Wednesday, 2 January 2019
By Entertainment reviews
Jackie Juno entertains the Write Angle crowd. I know that you love me, warts and all.
It was a very miserable, dark, windy and wet evening, yet it brought a good turnout to Write Angle’s Christmas Special, with Jackie Juno, coming the 360 miles from Dartmoor, three and a half hours away ,while at the open mic, three newcomers joined Write Angle’s splendid regulars.
Jackie is funny; undoubtedly a commedienne. The jokes between the poems come tripping off her tongue. And the poems themselves are funny, yet contain truths about the world around her.
She uses a wide range of voices and accents; and her expressive face changes to add to the meaning and humour in each of her works.
She had everyone roaring with laughter as they participated in her A Blokey One-to-one, with most of the words having the sound of one or two, with each half the audience representing one or the other.
A private school commissioned her to produce a poem for a posh event (even though she was nervous about it) and her poem poked fun at the upper class language – and they loved it and had her repeat it.
When her daughter became a vegetarian and announced that ’virgins don’t eat dairy’, Jackie wrote Hardcore Vegans about all the historically reputed virgins – Mary, Queen Elizabeth the First and so on.
Then there was her song, My Favourite S&M Things, sung to the tune of Julie Andrews’ song in the Sound of Music. Then a change of tone with This Much I Know, a realistic love song, dedicated to her husband: "I know that you love me, warts and all."

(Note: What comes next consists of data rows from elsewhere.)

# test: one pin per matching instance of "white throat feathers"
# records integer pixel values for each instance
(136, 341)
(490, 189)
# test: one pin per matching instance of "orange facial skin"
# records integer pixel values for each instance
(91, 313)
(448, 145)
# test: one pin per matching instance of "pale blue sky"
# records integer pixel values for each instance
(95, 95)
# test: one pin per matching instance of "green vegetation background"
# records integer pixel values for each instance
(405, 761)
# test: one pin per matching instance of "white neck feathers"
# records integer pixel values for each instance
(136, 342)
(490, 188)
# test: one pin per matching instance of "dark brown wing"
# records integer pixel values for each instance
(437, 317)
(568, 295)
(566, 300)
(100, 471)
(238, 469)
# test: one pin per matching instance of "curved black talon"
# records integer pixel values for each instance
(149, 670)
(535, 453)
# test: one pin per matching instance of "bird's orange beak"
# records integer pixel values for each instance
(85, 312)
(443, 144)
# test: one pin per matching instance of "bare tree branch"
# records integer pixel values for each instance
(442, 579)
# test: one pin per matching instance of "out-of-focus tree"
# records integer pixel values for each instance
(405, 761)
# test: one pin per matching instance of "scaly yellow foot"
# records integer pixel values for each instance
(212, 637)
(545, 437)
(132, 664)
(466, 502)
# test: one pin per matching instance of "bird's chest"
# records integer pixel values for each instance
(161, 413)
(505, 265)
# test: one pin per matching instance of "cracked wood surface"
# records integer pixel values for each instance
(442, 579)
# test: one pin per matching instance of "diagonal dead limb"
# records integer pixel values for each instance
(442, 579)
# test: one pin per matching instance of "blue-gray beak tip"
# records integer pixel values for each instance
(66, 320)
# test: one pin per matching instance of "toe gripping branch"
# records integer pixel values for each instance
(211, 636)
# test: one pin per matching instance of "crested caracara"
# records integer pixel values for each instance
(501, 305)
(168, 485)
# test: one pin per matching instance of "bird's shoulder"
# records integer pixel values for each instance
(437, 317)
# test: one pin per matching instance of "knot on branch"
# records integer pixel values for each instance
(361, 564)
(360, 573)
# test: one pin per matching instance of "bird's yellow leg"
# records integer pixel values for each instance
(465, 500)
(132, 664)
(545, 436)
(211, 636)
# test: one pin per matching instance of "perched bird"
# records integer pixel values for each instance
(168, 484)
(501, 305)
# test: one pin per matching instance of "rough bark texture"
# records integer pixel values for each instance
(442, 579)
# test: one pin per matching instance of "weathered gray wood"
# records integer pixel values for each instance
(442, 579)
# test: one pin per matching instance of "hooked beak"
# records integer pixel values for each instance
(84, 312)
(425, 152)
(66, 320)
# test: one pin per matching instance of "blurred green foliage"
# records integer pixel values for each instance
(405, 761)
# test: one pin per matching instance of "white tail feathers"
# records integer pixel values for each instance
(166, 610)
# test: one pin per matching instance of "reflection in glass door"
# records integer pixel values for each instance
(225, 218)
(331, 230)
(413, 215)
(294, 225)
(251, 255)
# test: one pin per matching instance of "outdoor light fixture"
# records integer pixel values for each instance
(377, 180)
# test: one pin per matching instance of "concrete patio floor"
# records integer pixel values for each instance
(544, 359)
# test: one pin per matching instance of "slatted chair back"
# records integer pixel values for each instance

At the open mic, Richard Hawtree held up the proof of his poetry book, The Night I Spoke Irish in Surrey, due out in January; read the title poem and another old favourite.
Although the poem was serious, Richard's natural humour always raises a laugh. His publishers, Donall and Janet Dempsey also performed; and Donall did speak Irish, in Hampshire, not Surrey! He wrote of his dead brother in a novel way, having his ghost come visit, telling him not to cry. Janet wrote a letter of complaint: Dear God: "...when anybody calls, you’re mostly incommunicado."
Fred Werner’s Ladder Crew gave us a taste of New York City as heard from his hotel window, complete with sound effects, the wail of the fire engine siren (now it's his mobile ringtone!). Mike Spilberg’s Plaint to the Executioner had a tongue-in-cheek quality of humour as "I lie in a basket now and stare up at the sky."
Sue Spiers, Diana Arnold, Leah and Bruce Perry, (usually on hammer dulcimer or reading wonderful short stories), chose instead to do a descriptive selection of poetry.
They all added sparkle and some not always serious, festive poems to the proceedings, as well as more serious offerings. Jezz, on guitar, and Jack, on accordian, closed off the evening in their usual harmonious, lilting and rousing manner.
The raffle sponsor was The Half Moon, an excellent pub in Sheet, with a Sunday lunch for two.